Baked aubergine slices with basil quark

AUTHOR
Leta Marks
DIFFICULTY
easy
RATING
4 2
COOK TIME
60 mins
TOTAL TIME
60 mins

Ingredients

Servings: 4
  • 75 g Flour
  • 2 Eggs
  • 1/8 l White wine
  • 7-10 Tbsp Salt
  • 1 Garlic clove
  • 375 g Edible curd
  • 200 g liquid sour cream
  • 7-10 Tbsp Pepper
  • 1 potty Basil
  • 2 medium-sized aubergines
  • 7-10 Tbsp Flour
  • 500 g white vegetable fat for baking
  • 7-10 Tbsp Lemon

Directions

  1. 1

    Mix flour, eggs, wine and a little salt until smooth.
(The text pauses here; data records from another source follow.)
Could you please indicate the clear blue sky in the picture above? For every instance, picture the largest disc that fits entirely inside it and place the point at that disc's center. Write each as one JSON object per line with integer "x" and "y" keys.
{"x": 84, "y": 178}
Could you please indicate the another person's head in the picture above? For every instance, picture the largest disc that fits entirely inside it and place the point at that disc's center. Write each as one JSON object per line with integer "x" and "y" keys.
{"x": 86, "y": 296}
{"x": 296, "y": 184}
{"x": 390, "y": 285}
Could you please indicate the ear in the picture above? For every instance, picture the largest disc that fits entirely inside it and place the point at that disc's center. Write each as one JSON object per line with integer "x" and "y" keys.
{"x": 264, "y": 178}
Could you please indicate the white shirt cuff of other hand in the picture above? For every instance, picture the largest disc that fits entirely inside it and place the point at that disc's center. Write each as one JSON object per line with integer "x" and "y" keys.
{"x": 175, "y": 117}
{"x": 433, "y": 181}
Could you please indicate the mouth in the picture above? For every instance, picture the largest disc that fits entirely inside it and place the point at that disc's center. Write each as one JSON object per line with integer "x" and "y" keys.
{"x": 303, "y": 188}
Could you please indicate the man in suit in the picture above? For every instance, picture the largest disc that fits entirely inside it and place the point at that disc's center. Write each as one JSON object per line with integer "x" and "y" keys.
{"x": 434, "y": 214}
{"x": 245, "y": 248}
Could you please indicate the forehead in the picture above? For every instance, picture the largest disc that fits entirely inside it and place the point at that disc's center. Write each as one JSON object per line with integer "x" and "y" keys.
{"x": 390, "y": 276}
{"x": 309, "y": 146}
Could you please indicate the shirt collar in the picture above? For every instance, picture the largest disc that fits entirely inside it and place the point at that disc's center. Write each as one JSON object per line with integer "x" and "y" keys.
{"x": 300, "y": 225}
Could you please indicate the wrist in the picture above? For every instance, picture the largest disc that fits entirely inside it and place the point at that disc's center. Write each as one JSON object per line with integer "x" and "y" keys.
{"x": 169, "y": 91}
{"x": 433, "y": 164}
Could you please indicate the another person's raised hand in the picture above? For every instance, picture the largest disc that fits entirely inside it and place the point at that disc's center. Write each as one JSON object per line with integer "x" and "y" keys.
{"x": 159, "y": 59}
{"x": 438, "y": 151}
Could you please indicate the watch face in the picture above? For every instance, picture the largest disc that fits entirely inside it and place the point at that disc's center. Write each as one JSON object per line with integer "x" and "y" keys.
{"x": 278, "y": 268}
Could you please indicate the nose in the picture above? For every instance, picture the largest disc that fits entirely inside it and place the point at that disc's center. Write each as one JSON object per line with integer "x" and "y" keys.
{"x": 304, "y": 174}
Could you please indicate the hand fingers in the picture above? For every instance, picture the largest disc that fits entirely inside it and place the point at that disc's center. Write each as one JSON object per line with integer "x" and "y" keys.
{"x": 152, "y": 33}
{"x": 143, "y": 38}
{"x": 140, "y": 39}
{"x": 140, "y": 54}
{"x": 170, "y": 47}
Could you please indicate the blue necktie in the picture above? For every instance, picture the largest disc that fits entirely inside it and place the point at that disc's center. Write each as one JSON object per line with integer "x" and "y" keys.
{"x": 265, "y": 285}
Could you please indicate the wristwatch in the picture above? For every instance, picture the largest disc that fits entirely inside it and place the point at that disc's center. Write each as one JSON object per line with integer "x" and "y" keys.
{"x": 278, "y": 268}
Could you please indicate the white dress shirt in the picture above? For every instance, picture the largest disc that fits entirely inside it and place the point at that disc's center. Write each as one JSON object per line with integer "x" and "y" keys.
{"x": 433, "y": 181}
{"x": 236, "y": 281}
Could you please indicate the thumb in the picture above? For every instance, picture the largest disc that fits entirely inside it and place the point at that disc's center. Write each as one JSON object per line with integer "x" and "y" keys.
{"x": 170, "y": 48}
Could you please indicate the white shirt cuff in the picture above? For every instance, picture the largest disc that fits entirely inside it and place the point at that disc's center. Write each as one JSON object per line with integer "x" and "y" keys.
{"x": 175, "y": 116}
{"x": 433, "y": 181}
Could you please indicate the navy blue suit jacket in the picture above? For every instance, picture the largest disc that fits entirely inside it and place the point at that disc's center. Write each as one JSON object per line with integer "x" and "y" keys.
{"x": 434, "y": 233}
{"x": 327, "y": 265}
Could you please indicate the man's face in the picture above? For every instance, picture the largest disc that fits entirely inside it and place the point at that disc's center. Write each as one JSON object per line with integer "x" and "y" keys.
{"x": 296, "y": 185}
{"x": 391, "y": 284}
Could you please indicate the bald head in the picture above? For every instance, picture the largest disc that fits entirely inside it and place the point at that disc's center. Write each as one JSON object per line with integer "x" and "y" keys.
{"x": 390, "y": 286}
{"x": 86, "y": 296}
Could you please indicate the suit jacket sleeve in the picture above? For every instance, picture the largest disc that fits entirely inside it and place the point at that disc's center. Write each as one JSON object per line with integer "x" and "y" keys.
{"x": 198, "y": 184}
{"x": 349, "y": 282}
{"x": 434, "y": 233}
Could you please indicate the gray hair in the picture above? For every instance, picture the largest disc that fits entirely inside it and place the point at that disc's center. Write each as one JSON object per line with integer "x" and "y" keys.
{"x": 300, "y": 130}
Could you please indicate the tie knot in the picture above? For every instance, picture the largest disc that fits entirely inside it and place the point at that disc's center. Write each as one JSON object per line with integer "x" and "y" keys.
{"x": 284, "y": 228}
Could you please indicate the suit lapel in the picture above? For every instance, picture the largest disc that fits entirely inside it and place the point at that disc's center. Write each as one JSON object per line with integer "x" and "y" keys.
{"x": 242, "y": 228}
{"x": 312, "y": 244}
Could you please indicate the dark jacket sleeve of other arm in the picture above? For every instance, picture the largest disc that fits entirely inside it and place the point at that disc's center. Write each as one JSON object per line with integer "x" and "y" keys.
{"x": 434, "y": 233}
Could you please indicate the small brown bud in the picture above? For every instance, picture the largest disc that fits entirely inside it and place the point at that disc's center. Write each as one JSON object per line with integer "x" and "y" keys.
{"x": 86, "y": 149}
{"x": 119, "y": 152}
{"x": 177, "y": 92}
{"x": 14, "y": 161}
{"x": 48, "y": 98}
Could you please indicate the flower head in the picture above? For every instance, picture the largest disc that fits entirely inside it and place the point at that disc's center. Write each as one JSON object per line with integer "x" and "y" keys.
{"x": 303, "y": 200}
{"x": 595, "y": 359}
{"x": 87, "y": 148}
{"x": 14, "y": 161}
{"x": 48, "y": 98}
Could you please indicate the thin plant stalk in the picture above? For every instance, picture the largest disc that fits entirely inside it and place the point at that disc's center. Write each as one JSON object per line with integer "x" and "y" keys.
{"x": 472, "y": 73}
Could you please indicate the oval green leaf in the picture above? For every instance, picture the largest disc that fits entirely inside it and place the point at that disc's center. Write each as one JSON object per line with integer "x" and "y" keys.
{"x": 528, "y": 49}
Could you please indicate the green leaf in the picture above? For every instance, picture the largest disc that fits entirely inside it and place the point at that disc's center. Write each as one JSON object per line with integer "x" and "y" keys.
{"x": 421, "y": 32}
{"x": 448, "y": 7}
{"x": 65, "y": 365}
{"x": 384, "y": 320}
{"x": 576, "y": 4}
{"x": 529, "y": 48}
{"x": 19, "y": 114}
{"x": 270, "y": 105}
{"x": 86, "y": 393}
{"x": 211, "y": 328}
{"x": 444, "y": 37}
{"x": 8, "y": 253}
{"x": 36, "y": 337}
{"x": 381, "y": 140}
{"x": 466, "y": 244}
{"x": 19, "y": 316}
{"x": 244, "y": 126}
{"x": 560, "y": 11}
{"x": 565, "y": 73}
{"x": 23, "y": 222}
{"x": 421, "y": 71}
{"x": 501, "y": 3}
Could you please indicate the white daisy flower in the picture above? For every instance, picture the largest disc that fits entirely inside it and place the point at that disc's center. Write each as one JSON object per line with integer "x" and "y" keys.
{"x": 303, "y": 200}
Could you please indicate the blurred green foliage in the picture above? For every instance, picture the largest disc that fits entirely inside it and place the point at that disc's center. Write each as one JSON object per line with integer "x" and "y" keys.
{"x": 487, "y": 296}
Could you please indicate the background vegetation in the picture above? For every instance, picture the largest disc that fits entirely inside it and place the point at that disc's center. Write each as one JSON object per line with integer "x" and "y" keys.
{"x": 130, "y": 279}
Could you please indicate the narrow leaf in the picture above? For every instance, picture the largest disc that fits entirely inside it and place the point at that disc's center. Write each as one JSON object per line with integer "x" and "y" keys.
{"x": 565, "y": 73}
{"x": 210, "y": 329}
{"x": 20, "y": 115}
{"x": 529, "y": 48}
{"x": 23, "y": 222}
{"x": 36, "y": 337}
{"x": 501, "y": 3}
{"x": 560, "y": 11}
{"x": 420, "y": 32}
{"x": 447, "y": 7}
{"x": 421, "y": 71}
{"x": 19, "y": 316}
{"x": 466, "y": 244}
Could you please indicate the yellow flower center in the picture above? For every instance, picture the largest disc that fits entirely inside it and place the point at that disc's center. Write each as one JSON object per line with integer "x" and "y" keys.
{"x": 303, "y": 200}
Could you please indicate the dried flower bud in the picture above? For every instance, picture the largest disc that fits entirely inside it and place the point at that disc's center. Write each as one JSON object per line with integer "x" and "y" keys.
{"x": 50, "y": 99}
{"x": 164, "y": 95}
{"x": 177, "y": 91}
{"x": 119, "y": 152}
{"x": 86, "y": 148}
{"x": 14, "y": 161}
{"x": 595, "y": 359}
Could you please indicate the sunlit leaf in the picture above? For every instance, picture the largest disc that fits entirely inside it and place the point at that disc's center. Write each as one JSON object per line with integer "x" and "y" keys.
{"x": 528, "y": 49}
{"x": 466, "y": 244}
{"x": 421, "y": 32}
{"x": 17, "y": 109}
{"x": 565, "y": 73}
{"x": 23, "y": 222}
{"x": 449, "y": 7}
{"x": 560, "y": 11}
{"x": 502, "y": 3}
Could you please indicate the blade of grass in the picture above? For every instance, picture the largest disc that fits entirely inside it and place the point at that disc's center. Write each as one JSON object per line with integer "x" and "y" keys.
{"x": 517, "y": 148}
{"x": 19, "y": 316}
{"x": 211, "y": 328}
Leave to swell for 20 minutes. Meanwhile peel garlic and press it through the garlic press or chop it finely. Mix quark, sour cream and garlic.

  2. 2

    Season to taste with salt and pepper. Wash the basil and dab dry, put something aside for garnishing. Remove the remaining leaves, cut into fine strips and fold into the quark. Wash aubergines, dab dry and cut into 1 cm thick slices.

  3. 3

    Sprinkle with salt and leave to stand until the vegetables start to draw water. Dab dry with kitchen paper, sprinkle with pepper and turn in flour. Heat vegetable fat in a deep fryer or pot to 180°C.

  4. 4

    Dip aubergine slices into the wine dough, let them drip off a little and fry them in hot fat until golden brown. Drain on kitchen paper. Arrange the aubergines on a plate and garnish with basil leaves and lemon.

  5. 5

    Basil quark extra rich. Baked flat bread tastes good with it.